Irrespective of the automated update process, documents can only be indexed by the system once the document has been persisted to disk. If the document has not been persisted to disk, the automated update process will not force the unwritten data to be written to disk. You can use the observe operation to monitor when documents have been persisted to disk and/or updated in the index.

The updates are applied as follows:

  • Active indexes, Production views

For all active, production views, indexes are automatically updated according to the update interval updateInterval and the number of document changes updateMinChanges.

If updateMinChanges is set to 0 (zero), then automatic updates are disabled for main indexes.

  • Replica indexes

If replica indexes have been configured for a bucket, the index is automatically updated according to the document changes ( replicaUpdateMinChanges ; default 5000) settings.

If replicaUpdateMinChanges is set to 0 (zero), then automatic updates are disabled for replica indexes.

The trigger level can be configured both globally and for individual design documents for all indexes using the REST API.

To obtain the current view update daemon settings, access a node within the cluster on the administration port using the URL http://nodename:8091/settings/viewUpdateDaemon :

GET http://Administrator:Password@nodename:8091/settings/viewUpdateDaemon

The request returns the JSON of the current update settings:

{
    "updateInterval":5000,
    "updateMinChanges":5000,
    "replicaUpdateMinChanges":5000
}

To update the settings, use POST with a data payload that includes the updated values. For example, to update the time interval to 10 seconds, and document changes to 7000 each:

POST http://nodename:8091/settings/viewUpdateDaemon
updateInterval=10000&updateMinChanges=7000

If successful, the return value is the JSON of the updated configuration.

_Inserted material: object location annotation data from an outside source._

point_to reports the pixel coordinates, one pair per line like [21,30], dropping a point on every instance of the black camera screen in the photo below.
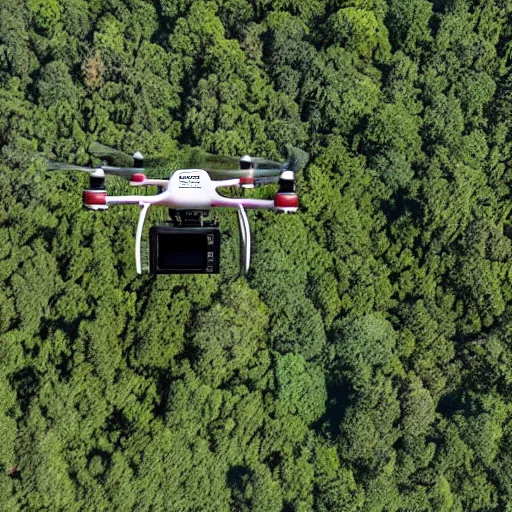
[184,250]
[177,251]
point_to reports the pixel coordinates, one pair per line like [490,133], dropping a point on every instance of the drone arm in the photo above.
[140,200]
[227,202]
[150,182]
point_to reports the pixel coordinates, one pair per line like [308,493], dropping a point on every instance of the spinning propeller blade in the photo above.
[57,166]
[125,172]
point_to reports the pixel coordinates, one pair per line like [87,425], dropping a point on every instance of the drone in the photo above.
[187,243]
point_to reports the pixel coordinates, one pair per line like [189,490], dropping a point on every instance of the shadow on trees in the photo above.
[26,384]
[338,399]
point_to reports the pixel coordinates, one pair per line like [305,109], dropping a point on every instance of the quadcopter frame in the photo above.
[194,190]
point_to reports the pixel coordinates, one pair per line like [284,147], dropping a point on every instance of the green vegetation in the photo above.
[365,363]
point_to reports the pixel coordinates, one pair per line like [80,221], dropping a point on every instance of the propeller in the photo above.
[125,172]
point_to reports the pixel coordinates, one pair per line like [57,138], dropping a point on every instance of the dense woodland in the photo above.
[365,363]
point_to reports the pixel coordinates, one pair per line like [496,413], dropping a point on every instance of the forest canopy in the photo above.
[364,363]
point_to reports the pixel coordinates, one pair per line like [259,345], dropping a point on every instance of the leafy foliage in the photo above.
[364,363]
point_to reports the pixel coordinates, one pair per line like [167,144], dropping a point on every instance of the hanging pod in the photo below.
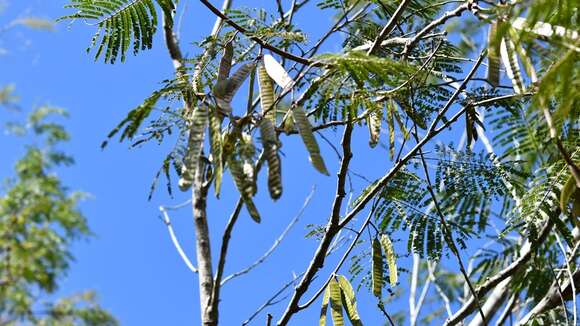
[194,147]
[266,94]
[244,187]
[377,268]
[305,130]
[224,90]
[493,55]
[270,143]
[374,120]
[216,143]
[277,73]
[391,259]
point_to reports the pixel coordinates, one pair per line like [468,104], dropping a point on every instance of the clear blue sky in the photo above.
[131,262]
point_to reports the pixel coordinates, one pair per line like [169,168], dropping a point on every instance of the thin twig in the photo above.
[173,237]
[275,244]
[271,300]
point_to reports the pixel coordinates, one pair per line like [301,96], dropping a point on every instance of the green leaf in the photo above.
[336,303]
[391,259]
[324,308]
[194,147]
[349,300]
[224,91]
[270,143]
[226,62]
[305,130]
[118,22]
[377,268]
[374,120]
[510,61]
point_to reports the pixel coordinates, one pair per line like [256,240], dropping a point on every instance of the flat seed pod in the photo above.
[194,147]
[305,130]
[270,143]
[493,55]
[266,94]
[216,149]
[567,192]
[335,303]
[277,73]
[224,90]
[324,308]
[391,259]
[377,268]
[349,301]
[374,123]
[237,79]
[391,111]
[510,61]
[226,62]
[244,187]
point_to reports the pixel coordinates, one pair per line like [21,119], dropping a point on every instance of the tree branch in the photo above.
[276,243]
[388,27]
[332,229]
[258,40]
[173,237]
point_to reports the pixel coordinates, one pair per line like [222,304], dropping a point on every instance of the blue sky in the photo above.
[131,262]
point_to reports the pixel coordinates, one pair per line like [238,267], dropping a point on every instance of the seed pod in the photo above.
[305,130]
[194,147]
[266,94]
[270,143]
[277,73]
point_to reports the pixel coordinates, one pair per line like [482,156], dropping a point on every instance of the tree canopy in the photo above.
[412,73]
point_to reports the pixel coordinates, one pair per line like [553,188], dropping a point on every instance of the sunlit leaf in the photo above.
[335,303]
[391,259]
[278,73]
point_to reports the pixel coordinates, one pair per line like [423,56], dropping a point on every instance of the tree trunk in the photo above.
[209,314]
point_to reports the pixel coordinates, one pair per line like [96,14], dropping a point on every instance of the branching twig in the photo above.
[173,237]
[276,243]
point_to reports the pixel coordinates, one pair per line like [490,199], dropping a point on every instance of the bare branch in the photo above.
[258,40]
[388,27]
[272,300]
[276,243]
[173,237]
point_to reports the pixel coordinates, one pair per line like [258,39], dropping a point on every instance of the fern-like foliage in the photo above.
[120,24]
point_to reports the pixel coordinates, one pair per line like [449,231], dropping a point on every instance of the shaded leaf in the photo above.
[374,120]
[226,62]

To configure the updateMinChanges or replicaUpdateMinChanges values explicitly on individual design documents, specify the parameters within the options section of the design document. For example:

{
   "_id": "_design/myddoc",
   "views": {
      "view1": {
          "map": "function(doc, meta) { if (doc.value) { emit(doc.value, meta.id);} }"
      }
   },
   "options": {
       "updateMinChanges": 1000,
       "replicaUpdateMinChanges": 20000
   }
}

You can set this information when creating and updating design documents through the design document REST API. To perform this operation using the curl tool:

> curl -X POST -v -d 'updateInterval=7000&updateMinChanges=7000' \
    'http://Administrator:[email protected]:8091/settings/viewUpdateDaemon'

Partial-set development views are not automatically rebuilt, and during a rebalance operation, development views are not updated, even when consistent views are enabled, as this relies on the automated update mechanism. Updating development views in this way would waste system resources.